Pour couronner le spectacle, c'est le président de la République, Kaïs Saïed qui reçoit le chef du gouvernement Hichem Mechichi au palais de Carthage. Un communiqué de la présidence la République est émis à la suite de cette rencontre. Le président de la République avait insisté sur la nécessité de déterminer la responsabilité de chaque partie et d'appliquer la loi à tout le monde, sans exception. Toutefois, le chef de l'Etat ne s'est pas arrêté au drame survenu aujourd'hui, mais il a saisi l'occasion pour rappeler au chef du gouvernement la nécessité d'appliquer la loi à tous ceux qui ont dérobé l'argent des Tunisiens durant des décennies et dont les crimes sont restés impunis sans poursuites pénales efficaces.
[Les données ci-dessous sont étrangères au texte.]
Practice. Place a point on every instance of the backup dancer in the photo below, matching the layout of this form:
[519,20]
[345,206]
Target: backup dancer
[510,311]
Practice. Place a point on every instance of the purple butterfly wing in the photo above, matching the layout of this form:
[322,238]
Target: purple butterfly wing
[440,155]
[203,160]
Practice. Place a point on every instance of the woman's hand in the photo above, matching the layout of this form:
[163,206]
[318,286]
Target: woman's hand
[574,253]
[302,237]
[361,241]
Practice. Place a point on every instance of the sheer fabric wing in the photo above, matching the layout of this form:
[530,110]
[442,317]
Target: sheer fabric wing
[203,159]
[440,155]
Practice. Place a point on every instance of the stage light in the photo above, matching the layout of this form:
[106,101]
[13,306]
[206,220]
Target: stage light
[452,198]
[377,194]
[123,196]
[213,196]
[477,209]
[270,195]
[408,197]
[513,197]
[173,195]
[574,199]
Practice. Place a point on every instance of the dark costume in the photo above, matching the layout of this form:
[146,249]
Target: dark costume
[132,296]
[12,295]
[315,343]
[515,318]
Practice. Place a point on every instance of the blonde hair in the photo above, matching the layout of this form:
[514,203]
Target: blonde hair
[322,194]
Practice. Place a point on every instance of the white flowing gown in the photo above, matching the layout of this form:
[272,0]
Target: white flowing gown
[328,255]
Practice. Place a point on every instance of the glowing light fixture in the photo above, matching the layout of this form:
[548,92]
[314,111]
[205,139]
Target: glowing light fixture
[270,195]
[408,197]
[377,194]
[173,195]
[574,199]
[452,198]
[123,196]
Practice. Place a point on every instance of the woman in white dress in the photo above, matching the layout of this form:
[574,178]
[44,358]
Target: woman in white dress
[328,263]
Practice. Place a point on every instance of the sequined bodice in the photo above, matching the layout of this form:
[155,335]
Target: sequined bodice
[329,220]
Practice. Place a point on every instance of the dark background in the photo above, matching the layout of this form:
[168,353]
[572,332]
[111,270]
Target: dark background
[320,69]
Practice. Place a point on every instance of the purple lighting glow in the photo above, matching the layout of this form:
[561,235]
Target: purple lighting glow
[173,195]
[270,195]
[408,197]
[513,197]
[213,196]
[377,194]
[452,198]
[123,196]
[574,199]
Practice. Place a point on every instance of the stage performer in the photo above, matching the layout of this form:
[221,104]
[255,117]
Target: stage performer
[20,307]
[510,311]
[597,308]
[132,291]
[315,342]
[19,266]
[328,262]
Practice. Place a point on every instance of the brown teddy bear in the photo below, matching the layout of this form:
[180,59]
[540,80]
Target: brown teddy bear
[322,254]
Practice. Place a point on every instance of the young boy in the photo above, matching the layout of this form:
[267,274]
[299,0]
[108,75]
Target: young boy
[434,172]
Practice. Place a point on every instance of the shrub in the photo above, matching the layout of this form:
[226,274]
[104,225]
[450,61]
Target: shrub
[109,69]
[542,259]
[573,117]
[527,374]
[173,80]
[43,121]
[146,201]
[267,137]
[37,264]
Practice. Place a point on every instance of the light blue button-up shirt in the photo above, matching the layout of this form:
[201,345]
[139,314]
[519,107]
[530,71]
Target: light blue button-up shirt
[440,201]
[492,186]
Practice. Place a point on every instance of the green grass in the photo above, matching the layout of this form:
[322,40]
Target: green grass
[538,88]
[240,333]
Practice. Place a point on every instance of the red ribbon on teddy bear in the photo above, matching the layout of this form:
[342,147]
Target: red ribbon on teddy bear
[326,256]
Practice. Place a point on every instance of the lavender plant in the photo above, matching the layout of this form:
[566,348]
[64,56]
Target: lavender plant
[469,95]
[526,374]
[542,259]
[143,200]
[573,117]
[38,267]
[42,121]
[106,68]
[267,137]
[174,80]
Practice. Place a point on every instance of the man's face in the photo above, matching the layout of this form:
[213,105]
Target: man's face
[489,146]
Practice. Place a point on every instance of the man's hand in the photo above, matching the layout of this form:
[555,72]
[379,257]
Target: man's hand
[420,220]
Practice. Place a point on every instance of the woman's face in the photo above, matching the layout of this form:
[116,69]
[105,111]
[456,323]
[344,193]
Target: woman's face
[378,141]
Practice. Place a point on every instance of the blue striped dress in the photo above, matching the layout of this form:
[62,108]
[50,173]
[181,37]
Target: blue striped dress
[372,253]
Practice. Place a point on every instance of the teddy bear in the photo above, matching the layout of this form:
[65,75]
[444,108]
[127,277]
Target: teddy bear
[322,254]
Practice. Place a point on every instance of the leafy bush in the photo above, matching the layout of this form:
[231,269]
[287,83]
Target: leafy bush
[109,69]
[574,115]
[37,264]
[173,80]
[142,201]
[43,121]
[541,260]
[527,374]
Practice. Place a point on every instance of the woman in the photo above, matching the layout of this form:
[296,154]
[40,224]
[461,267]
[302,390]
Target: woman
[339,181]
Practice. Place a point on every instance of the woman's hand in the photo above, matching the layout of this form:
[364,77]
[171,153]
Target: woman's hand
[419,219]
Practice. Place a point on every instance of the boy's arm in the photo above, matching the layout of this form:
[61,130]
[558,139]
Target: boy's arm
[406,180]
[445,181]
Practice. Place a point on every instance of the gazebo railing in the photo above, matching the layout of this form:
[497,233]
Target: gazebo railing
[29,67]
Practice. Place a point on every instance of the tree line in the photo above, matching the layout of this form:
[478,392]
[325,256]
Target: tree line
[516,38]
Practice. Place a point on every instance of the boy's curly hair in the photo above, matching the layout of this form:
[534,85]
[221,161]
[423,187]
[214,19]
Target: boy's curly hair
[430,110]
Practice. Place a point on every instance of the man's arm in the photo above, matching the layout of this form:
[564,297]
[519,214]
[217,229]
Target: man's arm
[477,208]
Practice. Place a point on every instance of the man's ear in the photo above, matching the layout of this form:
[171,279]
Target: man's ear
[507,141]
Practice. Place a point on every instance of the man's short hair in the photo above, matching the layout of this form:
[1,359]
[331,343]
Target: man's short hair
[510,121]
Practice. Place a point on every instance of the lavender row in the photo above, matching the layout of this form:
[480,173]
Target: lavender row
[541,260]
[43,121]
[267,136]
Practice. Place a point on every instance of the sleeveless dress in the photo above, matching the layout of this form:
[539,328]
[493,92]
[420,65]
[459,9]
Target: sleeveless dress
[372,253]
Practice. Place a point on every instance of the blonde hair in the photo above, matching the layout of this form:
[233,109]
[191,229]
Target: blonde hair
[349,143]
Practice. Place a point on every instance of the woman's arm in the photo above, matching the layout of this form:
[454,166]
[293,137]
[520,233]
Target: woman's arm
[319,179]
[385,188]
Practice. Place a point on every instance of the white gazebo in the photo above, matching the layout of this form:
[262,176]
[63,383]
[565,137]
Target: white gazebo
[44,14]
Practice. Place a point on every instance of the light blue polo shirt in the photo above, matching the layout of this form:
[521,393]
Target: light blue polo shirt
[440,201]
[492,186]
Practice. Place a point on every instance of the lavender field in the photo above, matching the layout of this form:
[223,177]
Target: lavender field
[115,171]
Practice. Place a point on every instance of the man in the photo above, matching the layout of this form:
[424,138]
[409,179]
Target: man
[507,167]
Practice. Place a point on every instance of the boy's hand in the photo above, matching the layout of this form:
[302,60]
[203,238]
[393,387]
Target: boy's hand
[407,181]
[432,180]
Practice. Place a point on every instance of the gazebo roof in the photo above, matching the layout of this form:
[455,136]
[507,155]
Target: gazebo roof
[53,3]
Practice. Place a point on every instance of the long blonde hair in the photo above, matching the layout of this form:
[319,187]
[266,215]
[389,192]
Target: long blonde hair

Ainsi, ce drame met à nu un Etat fragile et décomposé : de hauts responsables de l'Etat qui se lancent des accusations sur les réseaux sociaux en publiant des conversations téléphoniques privées alors qu'une enquête est en cours et un gouvernement qui opte pour la solution de facilité en limogeant tous les responsables sans ménagement. Au final, c'est le président de la République qui convoque le chef du gouvernement pour passer des messages populistes et pour poursuivre les règlements de compte dans lesquels il s'est inscrit.
Cette tragédie vient s'ajouter à une série de drames enregistrés ces dernières années, plus atroces les uns que les autres. Et c'est toujours, le même scénario accompagné du même traitement, sans qu'il n'y ait de solution radicale, des réflexions de fond ou des réformes rigoureuses. Rafistolage et petites mesures pour la forme afin de faire avaler la pilule au peuple. En attendant, c'est l'Etat qui encaisse les coups en l'absence de dirigeants soudés et déterminés pour sauver ce qui reste de la Tunisie.